Durante la semana siguiente, Alfredo no volvió a ver a la amiga de su mujer. Cuando volvía a casa deseaba ardientemente encontrar a su esposa y a Clarisa esperándolo para cerrar la noche con unas botellas de vino. Pero en varias ocasiones encontró la casa vacía. Cuando su mujer regresaba, poco después, le decía que había salido de compras con Clarisa. Alfredo tuvo la certeza de que su esposa se había percatado de las intenciones de su amiga así que había decidido mantenerla alejada de su casa. Pero las ausencias de su esposa se hicieron habituales y comenzaron a inquietarlo la semana siguiente. Una noche que ella volvió sumamente tarde le reprochó no encontrarla en casa para cenar juntos. Su esposa se disculpó argumentando que Clarisa la había invitado al departamento de sus padres y que su madre, una mujer muy simpática, la había retenido contándole muchas historias sobre sus vidas en la selva. Le prometió que esas salidas nocturnas ya no se iban a repetir pues Clarisa regresaría a Tingo María la semana entrante. Alfredo se inquietó, pero a la vez recibió la noticia con mucha satisfacción. Él no podía permitir que una mujer descocada como lo era Clarisa pudiese resquebrajar la relación con su tierna esposa. Esa noche quiso hacer el amor con su mujer, pero ella no se mostró dispuesta. Estaba sumamente agotada, le dijo.

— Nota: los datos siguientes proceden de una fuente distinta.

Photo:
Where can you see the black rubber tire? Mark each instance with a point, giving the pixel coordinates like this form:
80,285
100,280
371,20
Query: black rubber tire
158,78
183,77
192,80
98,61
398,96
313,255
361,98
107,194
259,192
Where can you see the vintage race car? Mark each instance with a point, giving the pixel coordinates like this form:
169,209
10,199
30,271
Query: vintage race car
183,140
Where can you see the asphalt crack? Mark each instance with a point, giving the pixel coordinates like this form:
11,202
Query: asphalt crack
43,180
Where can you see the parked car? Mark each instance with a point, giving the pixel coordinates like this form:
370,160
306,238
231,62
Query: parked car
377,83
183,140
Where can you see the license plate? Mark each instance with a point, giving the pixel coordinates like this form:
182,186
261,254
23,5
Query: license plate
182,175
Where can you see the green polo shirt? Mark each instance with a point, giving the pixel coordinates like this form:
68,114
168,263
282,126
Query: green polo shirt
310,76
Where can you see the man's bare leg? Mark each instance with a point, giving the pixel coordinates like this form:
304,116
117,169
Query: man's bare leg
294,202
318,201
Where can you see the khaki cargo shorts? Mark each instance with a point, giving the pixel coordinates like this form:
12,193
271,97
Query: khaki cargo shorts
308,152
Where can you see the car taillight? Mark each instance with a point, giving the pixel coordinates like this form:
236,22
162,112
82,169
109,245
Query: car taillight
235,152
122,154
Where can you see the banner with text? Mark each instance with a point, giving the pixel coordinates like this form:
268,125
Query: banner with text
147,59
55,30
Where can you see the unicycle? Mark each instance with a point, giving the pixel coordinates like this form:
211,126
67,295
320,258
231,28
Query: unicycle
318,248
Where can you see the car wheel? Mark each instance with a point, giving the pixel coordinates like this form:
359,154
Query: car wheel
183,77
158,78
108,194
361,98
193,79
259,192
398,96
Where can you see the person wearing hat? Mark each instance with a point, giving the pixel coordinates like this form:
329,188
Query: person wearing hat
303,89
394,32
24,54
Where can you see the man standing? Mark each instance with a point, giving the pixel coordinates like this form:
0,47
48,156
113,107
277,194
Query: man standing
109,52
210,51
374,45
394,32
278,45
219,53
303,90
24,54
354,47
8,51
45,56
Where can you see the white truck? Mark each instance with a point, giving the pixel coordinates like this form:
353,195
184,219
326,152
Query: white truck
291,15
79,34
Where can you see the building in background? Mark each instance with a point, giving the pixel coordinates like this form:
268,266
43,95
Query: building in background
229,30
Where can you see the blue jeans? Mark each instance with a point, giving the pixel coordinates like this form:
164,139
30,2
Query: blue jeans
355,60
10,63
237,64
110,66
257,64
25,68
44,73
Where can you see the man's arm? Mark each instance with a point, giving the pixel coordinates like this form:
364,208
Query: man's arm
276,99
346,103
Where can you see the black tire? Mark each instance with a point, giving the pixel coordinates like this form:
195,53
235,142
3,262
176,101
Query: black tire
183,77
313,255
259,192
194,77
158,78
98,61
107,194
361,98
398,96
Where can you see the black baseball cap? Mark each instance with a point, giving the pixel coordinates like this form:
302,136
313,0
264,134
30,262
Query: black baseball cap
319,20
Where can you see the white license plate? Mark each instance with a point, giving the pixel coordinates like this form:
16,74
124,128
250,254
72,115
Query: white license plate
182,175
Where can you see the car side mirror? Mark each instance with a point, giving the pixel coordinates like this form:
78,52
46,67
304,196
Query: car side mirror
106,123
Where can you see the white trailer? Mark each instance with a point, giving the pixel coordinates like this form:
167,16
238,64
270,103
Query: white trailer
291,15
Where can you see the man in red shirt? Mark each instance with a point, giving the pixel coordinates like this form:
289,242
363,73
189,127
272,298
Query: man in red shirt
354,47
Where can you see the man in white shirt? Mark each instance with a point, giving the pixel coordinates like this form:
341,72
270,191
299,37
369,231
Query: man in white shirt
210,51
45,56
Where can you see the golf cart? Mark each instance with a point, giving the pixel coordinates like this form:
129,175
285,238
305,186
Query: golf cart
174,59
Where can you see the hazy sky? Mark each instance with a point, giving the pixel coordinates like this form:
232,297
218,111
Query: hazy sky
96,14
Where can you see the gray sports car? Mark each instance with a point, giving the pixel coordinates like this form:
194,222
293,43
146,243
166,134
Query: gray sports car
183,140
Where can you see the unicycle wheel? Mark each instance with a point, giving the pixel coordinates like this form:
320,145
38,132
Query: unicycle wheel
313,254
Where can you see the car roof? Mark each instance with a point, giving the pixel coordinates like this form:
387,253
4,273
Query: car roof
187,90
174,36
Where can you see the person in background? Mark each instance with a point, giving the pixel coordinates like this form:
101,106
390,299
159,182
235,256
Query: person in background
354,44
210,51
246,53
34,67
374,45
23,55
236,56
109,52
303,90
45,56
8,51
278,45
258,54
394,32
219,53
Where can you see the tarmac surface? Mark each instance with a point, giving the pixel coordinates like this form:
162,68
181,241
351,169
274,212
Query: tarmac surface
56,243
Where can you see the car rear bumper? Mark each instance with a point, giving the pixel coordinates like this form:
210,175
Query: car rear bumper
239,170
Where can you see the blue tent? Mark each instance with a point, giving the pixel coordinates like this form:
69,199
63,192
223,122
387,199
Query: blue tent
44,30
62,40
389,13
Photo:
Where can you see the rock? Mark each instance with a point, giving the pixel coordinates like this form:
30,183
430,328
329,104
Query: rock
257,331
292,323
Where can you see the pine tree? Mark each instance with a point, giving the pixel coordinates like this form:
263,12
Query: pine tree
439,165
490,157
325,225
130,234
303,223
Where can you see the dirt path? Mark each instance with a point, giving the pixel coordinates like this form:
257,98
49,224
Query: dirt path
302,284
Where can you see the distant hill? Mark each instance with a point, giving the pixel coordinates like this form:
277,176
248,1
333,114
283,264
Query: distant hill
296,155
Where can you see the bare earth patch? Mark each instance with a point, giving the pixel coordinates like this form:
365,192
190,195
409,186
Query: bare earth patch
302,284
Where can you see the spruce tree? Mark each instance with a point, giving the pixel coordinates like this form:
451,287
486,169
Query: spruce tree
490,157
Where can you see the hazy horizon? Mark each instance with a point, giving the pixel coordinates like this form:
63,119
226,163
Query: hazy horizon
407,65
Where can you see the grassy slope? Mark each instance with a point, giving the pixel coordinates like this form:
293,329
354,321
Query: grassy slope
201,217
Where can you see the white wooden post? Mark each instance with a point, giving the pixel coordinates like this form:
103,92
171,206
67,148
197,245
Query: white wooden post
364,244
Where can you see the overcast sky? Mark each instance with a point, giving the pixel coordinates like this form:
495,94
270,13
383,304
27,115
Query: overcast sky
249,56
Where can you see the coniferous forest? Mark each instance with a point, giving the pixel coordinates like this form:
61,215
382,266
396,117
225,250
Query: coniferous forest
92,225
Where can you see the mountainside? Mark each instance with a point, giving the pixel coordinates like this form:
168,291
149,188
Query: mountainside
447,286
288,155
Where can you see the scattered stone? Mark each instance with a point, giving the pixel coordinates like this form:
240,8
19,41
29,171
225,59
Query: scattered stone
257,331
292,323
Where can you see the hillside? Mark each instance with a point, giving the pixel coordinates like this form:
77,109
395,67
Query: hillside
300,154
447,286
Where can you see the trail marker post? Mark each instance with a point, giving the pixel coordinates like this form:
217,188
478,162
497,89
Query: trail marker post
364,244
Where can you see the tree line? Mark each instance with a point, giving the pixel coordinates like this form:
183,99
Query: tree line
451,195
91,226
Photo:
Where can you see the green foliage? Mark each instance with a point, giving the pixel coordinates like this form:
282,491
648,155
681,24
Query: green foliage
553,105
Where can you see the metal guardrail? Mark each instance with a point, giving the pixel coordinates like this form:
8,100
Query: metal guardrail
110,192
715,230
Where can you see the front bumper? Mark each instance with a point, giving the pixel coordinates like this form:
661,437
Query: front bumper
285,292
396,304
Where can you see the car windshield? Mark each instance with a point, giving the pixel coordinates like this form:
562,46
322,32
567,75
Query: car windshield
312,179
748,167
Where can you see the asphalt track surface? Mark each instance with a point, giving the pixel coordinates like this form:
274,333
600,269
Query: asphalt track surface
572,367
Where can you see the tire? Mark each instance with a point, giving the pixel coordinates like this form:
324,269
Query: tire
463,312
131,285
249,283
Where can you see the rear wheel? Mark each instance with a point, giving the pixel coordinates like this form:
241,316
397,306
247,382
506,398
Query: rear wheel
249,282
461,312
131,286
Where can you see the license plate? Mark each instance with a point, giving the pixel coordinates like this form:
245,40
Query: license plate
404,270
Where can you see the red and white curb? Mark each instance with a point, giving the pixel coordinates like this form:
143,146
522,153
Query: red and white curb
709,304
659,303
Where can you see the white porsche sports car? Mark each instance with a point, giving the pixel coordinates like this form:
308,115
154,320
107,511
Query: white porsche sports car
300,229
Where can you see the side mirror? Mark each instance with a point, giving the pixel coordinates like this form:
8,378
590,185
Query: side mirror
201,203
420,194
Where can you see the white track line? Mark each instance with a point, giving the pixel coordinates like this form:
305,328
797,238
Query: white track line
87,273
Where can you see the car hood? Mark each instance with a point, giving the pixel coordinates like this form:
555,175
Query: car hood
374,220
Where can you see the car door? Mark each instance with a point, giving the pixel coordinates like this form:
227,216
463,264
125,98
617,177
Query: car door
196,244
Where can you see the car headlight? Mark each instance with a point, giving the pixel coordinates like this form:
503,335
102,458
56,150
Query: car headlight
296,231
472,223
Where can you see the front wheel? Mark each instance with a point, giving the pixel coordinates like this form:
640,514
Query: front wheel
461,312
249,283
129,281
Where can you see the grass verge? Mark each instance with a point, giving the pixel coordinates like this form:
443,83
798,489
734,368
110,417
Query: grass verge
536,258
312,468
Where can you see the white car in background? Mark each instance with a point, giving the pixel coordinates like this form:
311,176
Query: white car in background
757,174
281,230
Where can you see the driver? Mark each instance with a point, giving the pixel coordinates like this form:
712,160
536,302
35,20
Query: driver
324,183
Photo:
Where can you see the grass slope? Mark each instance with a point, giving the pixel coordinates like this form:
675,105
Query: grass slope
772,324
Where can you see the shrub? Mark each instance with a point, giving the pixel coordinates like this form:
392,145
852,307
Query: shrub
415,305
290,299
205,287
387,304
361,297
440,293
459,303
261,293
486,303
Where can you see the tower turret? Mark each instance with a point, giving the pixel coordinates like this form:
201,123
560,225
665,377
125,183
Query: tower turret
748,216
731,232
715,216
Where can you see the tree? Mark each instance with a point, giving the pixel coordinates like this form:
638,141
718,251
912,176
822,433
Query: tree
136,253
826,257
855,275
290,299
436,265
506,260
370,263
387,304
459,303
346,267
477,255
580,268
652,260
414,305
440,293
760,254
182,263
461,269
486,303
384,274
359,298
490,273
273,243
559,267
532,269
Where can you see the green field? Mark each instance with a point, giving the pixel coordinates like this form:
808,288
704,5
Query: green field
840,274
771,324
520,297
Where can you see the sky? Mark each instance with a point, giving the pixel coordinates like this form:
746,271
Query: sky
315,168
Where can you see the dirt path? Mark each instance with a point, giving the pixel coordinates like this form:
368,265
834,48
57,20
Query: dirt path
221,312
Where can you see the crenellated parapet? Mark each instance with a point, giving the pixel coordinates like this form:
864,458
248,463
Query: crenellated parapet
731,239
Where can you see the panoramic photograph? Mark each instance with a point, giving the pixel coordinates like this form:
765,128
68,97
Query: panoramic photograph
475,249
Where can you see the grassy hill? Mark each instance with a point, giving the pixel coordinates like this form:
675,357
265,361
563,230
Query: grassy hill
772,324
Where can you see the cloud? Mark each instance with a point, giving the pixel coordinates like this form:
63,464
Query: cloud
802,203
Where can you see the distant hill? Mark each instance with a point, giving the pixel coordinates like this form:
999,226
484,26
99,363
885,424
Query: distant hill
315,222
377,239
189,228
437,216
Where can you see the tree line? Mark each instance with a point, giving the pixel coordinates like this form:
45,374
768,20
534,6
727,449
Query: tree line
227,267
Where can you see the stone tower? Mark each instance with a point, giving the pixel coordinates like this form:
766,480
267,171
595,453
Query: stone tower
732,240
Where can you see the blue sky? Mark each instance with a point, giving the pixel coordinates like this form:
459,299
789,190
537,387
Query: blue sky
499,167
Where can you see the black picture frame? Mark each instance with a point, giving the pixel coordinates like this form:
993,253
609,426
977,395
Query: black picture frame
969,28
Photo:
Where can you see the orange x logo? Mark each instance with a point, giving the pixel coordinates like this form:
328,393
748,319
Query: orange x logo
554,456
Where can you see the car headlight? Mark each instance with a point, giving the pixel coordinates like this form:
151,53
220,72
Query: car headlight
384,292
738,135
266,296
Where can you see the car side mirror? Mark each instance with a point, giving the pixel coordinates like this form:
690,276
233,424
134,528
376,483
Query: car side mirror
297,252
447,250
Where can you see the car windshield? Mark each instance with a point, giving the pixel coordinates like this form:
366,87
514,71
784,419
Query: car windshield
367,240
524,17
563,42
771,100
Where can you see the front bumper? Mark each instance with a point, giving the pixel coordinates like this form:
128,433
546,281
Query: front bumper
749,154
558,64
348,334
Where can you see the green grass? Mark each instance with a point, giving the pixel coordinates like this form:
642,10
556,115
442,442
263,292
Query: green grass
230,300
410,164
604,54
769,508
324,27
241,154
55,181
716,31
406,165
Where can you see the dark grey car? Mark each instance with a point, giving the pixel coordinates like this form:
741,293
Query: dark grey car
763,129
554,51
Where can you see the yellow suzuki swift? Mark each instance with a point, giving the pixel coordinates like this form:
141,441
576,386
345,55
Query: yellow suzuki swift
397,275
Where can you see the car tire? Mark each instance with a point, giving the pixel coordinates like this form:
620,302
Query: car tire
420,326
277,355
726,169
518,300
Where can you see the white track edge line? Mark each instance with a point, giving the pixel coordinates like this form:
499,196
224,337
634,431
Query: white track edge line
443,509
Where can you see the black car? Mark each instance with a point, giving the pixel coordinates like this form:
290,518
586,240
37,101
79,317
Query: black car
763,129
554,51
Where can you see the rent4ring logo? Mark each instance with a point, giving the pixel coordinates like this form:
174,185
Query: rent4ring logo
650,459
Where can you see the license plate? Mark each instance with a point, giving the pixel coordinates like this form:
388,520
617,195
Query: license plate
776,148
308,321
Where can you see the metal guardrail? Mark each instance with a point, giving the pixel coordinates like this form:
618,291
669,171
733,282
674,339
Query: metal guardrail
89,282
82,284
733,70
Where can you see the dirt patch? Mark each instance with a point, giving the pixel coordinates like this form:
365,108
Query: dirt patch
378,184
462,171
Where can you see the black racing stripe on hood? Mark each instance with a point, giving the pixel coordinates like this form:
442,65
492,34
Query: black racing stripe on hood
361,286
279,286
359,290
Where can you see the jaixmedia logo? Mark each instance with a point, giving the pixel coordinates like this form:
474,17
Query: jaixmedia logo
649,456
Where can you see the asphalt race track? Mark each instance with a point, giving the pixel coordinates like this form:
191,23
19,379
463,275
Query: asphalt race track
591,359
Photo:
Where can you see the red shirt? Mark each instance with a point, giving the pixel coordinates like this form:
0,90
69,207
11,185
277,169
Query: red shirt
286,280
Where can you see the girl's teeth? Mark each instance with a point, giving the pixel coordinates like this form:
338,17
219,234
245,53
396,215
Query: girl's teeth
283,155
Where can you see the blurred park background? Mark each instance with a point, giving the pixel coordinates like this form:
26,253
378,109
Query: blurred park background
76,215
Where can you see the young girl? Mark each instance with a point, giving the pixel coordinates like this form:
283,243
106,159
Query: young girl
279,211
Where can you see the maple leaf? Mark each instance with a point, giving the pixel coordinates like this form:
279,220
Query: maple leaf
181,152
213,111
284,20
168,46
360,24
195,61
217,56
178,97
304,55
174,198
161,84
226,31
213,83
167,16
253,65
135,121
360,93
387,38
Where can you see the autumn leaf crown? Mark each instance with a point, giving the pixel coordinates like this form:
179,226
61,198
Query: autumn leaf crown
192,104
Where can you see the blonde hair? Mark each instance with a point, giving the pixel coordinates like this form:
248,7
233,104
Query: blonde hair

Cuando la noche siguiente Alfredo regresaba a su casa recibió una llamada al celular. Era su mujer. Le dijo que Clarisa la había llamado para pedirle que por favor acompañase a su madre al salón de belleza ya que ella se encontraba muy alejada de su departamento. Alfredo aceptó con resignación cenar nuevamente solo. Sabía que esas salidas de su mujer terminarían muy pronto con la partida de su amiga. Al ingresar a su casa se quitó la camisa y se sirvió una copa de vino. Al rato llamaron a la puerta. Se dispuso a abrir con cierta alegría pues imaginó que por algún motivo su mujer ya no había tenido que acompañar a la madre de Clarisa a ninguna parte. Pero su alegría se transformó en desconcierto cuando advirtió la figura sonriente de Clarisa en el marco de la puerta. Entonces entendió los planes de esa mujer. Ella lo saludó e ingresó rápidamente. Le dijo que pasaba muy cerca y que había deseado venir a despedirse de él puesto que esa noche era la víspera de su viaje. Alfredo, algo nervioso, le invitó una copa de vino y descolgó su camisa de la percha con la intención de volvérsela a poner, pero Clarisa se lo impidió. “No es necesario que te la pongas. Está haciendo mucho calor” En ese instante ella se quitó el abrigo que llevaba encima y dejó al descubierto, atrevidamente, el gran escote de su hermoso vestido. Ambos brindaron y quedaron en silencio por un instante. Alfredo quiso decir algo, pero de pronto sintió que Clarisa se lo impedía con un beso. Se besaron y se acariciaron con ardor sobre el sofá de la sala durante algunos minutos. Pero cuando Clarisa empezó a desvestirse a Alfredo le asaltó el temor de que su mujer los encontrase en esa situación. Se incorporó y se puso la camisa con presteza. Clarisa, dueña de la situación, se le acercó nuevamente y le susurró al oído: “Ella demorará mucho, cariño. Pero si gustas podemos irnos a otro lugar.” Él dudó por un instante. Pero resolvió por guardar las copas de vino y salió detrás de la mujer. Clarisa cruzó la puerta y sin que Alfredo lo notara emitió una silenciosa sonrisa de triunfo.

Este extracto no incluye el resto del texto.